F.N.B. Corporation (NYSE:FNB) will pay a dividend of $0.12 on the 15th of September. This makes the dividend yield 3.9%, which will augment investor returns quite nicely.
Check out our latest analysis for F.N.B
F.N.B's Earnings Will Easily Cover The Distributions
Impressive dividend yields are good, but this doesn't matter much if the payments can't be sustained.
F.N.B has established itself as a dividend paying company with over 10 years history of distributing earnings to shareholders. Based on F.N.B's last earnings report, the payout ratio is at a decent 44%, meaning that the company is able to pay out its dividend with a bit of room to spare.
Over the next 3 years, EPS is forecast to expand by 52.9%. The future payout ratio could be 30% over that time period, according to analyst estimates, which is a good look for the future of the dividend.
F.N.B Has A Solid Track Record
The company has been paying a dividend for a long time, and it has been quite stable which gives us confidence in the future dividend potential. The payments haven't really changed that much since 10 years ago. Dividends have grown relatively slowly, which is not great, but some investors may value the relative consistency of the dividend.
The Dividend Has Growth Potential
Investors who have held shares in the company for the past few years will be happy with the dividend income they have received. It's encouraging to see that F.N.B has been growing its earnings per share at 5.7% a year over the past five years. Since earnings per share is growing at an acceptable rate, and the payout policy is balanced, we think the company is positioning itself well to grow earnings and dividends in the future.
We Really Like F.N.B's Dividend
In summary, it is good to see that the dividend is staying consistent, and we don't think there is any reason to suspect this might change over the medium term.

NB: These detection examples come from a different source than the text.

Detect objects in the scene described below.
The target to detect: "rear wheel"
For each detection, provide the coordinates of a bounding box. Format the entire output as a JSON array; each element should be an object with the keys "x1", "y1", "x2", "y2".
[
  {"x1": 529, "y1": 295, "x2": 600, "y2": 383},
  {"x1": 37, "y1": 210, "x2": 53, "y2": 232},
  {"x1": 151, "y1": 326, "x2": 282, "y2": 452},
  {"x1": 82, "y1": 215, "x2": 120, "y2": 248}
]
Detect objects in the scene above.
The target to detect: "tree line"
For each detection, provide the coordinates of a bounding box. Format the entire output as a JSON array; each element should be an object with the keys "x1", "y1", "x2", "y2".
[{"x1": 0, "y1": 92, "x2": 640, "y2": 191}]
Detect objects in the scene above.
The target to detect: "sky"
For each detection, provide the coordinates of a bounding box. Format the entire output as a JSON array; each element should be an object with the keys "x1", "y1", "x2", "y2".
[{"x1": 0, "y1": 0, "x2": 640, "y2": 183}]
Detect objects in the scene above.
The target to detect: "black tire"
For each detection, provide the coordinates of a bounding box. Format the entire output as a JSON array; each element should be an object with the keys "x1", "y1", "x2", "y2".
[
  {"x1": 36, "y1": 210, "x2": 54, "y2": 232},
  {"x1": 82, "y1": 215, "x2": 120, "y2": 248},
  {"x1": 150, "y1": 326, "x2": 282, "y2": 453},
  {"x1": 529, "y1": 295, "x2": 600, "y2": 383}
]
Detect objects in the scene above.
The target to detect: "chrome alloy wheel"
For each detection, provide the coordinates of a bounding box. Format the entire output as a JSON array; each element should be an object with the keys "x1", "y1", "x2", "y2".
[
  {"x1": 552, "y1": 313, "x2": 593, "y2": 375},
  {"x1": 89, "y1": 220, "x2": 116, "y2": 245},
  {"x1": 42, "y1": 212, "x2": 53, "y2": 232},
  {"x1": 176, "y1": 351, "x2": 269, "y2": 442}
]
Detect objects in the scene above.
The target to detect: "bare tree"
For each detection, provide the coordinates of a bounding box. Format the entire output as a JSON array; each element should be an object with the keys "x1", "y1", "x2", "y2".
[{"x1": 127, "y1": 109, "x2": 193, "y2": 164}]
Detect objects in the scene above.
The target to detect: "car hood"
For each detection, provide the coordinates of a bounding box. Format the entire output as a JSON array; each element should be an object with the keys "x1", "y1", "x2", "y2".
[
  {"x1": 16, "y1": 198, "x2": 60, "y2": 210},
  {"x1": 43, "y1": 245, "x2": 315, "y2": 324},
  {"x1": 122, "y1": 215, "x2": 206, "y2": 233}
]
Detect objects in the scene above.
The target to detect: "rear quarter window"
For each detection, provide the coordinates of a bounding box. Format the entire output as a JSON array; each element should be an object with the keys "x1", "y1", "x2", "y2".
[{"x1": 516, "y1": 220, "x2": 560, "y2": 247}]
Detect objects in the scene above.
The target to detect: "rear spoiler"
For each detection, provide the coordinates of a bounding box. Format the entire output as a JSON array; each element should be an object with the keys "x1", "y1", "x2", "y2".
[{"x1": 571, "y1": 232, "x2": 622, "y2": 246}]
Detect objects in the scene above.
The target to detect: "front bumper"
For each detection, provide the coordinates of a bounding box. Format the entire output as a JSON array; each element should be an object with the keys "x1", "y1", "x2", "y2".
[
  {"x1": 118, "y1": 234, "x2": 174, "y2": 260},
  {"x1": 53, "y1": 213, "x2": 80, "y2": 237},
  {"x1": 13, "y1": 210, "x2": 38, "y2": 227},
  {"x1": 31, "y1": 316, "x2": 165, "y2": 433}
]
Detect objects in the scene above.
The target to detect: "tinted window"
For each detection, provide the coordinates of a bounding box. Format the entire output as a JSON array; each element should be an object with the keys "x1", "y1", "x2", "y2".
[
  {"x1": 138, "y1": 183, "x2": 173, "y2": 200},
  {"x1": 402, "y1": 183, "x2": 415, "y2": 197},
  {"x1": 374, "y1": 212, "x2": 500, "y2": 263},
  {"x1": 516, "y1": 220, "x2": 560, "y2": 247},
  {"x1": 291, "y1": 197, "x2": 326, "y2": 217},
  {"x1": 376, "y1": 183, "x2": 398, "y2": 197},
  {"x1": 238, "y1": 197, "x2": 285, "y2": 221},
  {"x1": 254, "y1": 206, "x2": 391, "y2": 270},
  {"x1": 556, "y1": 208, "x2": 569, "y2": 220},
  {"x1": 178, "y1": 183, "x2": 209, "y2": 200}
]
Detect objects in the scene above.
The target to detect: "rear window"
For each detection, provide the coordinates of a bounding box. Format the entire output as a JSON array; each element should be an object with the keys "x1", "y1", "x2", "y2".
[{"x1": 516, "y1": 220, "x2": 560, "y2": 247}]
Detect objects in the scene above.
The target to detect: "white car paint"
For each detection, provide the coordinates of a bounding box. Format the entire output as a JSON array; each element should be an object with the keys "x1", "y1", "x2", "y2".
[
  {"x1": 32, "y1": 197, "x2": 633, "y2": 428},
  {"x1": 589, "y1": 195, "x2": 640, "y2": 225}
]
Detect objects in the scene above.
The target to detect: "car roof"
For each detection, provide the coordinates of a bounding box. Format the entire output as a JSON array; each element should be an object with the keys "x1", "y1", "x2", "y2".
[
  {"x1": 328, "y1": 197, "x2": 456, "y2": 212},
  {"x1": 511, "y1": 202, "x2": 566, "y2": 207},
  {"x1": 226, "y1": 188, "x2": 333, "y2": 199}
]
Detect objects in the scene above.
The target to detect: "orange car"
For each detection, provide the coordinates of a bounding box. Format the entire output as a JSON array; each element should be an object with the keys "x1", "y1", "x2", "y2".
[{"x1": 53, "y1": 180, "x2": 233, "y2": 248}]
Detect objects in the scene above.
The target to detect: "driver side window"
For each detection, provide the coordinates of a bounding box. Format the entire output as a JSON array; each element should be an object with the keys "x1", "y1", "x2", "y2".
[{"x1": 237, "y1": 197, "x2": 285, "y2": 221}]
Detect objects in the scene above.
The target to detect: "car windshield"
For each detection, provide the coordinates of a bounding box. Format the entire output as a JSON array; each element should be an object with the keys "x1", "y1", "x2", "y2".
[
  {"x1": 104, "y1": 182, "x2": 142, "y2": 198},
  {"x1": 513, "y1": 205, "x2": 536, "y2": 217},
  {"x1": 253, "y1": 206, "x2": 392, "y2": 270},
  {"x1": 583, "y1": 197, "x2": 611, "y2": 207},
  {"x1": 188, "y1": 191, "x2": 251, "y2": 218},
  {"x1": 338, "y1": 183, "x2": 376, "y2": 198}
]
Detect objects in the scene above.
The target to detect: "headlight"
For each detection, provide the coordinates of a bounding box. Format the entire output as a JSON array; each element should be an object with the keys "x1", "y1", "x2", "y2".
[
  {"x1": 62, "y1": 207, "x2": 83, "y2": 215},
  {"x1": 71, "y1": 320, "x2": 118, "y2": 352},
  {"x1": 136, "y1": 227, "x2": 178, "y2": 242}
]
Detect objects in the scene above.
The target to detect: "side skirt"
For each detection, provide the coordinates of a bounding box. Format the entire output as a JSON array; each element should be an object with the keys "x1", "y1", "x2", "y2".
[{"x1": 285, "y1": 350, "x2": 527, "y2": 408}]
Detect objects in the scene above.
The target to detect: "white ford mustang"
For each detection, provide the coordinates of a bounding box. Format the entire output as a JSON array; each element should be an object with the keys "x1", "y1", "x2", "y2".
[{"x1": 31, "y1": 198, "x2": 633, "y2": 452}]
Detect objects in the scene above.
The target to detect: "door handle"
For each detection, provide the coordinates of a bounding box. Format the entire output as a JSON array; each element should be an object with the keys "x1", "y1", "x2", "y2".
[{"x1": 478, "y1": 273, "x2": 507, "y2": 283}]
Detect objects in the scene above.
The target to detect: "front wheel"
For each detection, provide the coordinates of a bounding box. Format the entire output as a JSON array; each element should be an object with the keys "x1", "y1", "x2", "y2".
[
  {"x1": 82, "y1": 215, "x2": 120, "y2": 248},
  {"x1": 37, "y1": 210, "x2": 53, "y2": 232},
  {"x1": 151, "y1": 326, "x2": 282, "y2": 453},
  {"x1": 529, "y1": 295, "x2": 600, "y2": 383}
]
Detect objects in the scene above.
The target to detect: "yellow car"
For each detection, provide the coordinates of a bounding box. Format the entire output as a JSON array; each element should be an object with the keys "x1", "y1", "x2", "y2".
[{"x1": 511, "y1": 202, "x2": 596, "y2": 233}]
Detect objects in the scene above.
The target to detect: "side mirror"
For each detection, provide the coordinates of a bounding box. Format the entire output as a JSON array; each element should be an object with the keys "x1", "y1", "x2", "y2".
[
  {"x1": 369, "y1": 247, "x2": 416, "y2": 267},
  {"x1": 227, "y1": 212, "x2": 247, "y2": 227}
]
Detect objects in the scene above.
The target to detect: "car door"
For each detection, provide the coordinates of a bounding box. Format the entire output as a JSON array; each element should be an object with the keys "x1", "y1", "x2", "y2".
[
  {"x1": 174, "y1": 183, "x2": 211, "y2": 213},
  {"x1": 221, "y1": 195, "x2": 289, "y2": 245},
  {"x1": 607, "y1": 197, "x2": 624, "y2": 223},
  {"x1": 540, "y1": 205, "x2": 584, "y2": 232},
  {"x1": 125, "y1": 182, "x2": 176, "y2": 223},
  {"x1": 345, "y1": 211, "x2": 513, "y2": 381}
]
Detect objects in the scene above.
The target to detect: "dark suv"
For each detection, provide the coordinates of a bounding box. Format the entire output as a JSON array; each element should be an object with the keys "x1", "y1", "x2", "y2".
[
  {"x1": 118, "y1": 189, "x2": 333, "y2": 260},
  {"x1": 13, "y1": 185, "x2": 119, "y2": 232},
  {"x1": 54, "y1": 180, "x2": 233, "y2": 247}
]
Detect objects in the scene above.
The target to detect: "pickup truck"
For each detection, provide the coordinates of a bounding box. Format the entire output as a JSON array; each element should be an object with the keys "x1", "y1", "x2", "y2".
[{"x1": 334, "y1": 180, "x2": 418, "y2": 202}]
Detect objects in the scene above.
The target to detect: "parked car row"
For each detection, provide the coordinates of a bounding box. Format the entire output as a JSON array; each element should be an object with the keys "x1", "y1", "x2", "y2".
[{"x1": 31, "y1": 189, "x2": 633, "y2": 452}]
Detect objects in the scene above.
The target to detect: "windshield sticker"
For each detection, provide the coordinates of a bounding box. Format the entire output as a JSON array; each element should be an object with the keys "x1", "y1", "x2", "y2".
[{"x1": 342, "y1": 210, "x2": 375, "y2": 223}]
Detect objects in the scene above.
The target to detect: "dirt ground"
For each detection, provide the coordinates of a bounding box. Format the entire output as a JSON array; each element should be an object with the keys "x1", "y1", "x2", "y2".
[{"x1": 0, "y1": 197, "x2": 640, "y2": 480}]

The company is easily earning enough to cover its dividend payments and it is great to see that these earnings are being translated into cash flow. All in all, this checks a lot of the boxes we look for when choosing an income stock.
Investors generally tend to favour companies with a consistent, stable dividend policy as opposed to those operating an irregular one. At the same time, there are other factors our readers should be conscious of before pouring capital into a stock. For instance, we've picked out 1 warning sign for F.N.B that investors should take into consideration. Looking for more high-yielding dividend ideas? Try our collection of strong dividend payers.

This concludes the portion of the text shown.